After some badgering he waved us to his all-terrain vehicle and we headed across Guyan and up the face of what we once called Nelly’s Branch…past the foundation of Homer Graham’s old house from the 40s, long gone except for what’s left of some grown-over foundation.
I was shocked as he attempted to scale the side of the hill – that wonderful, beautiful hill of the 60s – of blackberries, squirrels and rabbits now so thick with trees and underbrush that a rabbit couldn’t run through it. In fact, we gave up and snaked our way back down through the same tracks we made going up.
“If you want to see the valley from up high,” he said. “…let’s go across to the other side of the farm, up where the cattle are.”

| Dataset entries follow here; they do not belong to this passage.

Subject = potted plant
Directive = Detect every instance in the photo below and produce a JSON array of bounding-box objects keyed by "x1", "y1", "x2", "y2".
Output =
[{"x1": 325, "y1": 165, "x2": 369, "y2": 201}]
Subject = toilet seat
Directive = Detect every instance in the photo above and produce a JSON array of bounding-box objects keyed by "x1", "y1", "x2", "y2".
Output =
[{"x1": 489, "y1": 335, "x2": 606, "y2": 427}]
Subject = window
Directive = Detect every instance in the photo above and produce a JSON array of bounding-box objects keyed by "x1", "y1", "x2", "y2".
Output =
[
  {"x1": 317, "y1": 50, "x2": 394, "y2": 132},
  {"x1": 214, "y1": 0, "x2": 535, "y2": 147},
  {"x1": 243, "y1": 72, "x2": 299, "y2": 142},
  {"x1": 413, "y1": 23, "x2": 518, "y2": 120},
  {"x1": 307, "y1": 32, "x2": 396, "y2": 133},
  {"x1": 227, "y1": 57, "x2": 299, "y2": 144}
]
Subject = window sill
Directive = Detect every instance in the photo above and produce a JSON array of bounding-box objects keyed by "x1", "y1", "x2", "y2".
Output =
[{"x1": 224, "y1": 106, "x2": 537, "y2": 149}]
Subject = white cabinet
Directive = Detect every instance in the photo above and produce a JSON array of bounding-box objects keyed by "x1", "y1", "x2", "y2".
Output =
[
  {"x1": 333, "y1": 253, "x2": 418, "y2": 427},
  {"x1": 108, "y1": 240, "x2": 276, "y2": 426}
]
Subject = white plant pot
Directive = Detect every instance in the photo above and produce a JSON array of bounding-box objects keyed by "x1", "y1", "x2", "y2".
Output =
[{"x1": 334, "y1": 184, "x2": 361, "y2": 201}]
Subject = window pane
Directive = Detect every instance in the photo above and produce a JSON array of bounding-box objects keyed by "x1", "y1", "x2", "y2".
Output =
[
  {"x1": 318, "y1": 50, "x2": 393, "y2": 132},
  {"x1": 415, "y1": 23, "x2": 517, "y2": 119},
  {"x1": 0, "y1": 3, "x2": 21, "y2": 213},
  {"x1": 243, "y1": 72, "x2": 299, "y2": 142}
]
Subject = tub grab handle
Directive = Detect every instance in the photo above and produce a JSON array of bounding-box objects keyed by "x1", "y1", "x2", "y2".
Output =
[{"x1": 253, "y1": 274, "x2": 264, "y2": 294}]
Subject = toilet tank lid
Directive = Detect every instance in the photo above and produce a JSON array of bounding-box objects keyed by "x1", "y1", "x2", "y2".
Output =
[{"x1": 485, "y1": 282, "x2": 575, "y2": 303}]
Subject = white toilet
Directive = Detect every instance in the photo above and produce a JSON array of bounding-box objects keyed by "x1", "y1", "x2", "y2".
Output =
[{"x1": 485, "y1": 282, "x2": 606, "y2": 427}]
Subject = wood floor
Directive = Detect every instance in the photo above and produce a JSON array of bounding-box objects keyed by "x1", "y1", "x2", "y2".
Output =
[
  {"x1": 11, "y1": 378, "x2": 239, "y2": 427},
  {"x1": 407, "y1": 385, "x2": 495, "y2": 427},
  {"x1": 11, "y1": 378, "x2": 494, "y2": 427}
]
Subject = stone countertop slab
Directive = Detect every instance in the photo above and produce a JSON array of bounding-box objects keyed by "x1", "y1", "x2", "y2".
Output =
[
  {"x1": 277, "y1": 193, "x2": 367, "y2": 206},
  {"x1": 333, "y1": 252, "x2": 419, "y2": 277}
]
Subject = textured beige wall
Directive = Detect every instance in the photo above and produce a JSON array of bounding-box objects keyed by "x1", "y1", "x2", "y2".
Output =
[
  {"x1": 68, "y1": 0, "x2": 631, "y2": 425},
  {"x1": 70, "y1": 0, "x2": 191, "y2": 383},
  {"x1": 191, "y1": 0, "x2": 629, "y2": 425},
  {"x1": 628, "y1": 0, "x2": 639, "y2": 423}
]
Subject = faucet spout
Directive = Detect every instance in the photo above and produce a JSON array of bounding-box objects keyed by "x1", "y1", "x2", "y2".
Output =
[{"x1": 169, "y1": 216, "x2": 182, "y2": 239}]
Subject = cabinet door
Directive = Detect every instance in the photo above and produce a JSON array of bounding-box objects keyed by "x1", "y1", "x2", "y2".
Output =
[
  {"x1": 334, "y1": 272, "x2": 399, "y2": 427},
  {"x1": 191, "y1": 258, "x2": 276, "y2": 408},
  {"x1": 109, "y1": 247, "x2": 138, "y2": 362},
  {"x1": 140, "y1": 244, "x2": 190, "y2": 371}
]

There’s a gravel road that scales 300 feet to the top of a different hill above the valley, where he pastures his black cows and calves…and where exists the same paths and rocks of my youth, except they’re on the farm next door. On a brutally hot and humid day, the cows were lounging in the shade, switching their tails to fight hoards of flies. The appearance of Frank on the four-wheeler they took as a sign of food and they quickly gathered to investigate.
Farther down the hillside he showed us the rock house hollow, where as boys we played during the hot days of summer. Now 81, and hampered by the passage of time, Uncle Frank still has the same sparkle in his eyes for life’s good things, and the fruits of his labor. He was enjoying the visit, and the opportunity to be not only tour guide, but a doting uncle again.
“You know, I just turned 70, myself,” I said.
“No,” he shook his head in disbelief.
“For all these years you’ve been eleven years older than me,” I kidded him. “Now, it feels like I’m four years older than you.”
And with that sparkle…he laughed.
We shot dozens of images, and when we got down off the hill he took us to the big sweep in the road where you approach the bottom land from Scottown – where the creek snakes by Nelly’s Branch to the east, and past the homes of Tommy Null and Cline Bricker (long departed) to the west. When you make the big turn around the hill the Fulks family farm opens up to a vista unlike most any you can find in southern Ohio, framed by the ‘mighty’ Guyan on one side, and the hills in the background.
Done with the tour, I felt old, and a little naive. How could so much have changed in the short span of just fifty years, I asked? Uncle Frank shook his head, amazed perhaps, that I even made it this far.
But more likely, he had his own moment of appreciation for time, and reality.
The original home of N.D. and Sylvia burned years ago. The original barn was torn down because of decay, replaced by a different, more efficient structure. There are no longer cows to milk, just the Simmentals on top of the hill.
“You know,” he said with satisfaction, “I didn’t get my yard mowed today.”
“And mowing the hillside across the road is out of the question, you think?” I joked, shaking my head, sad to the reality.
Uncle Frank nodded, and just smiled. Of boys who grow old, time and loss, and the inevitable pain…of coming home.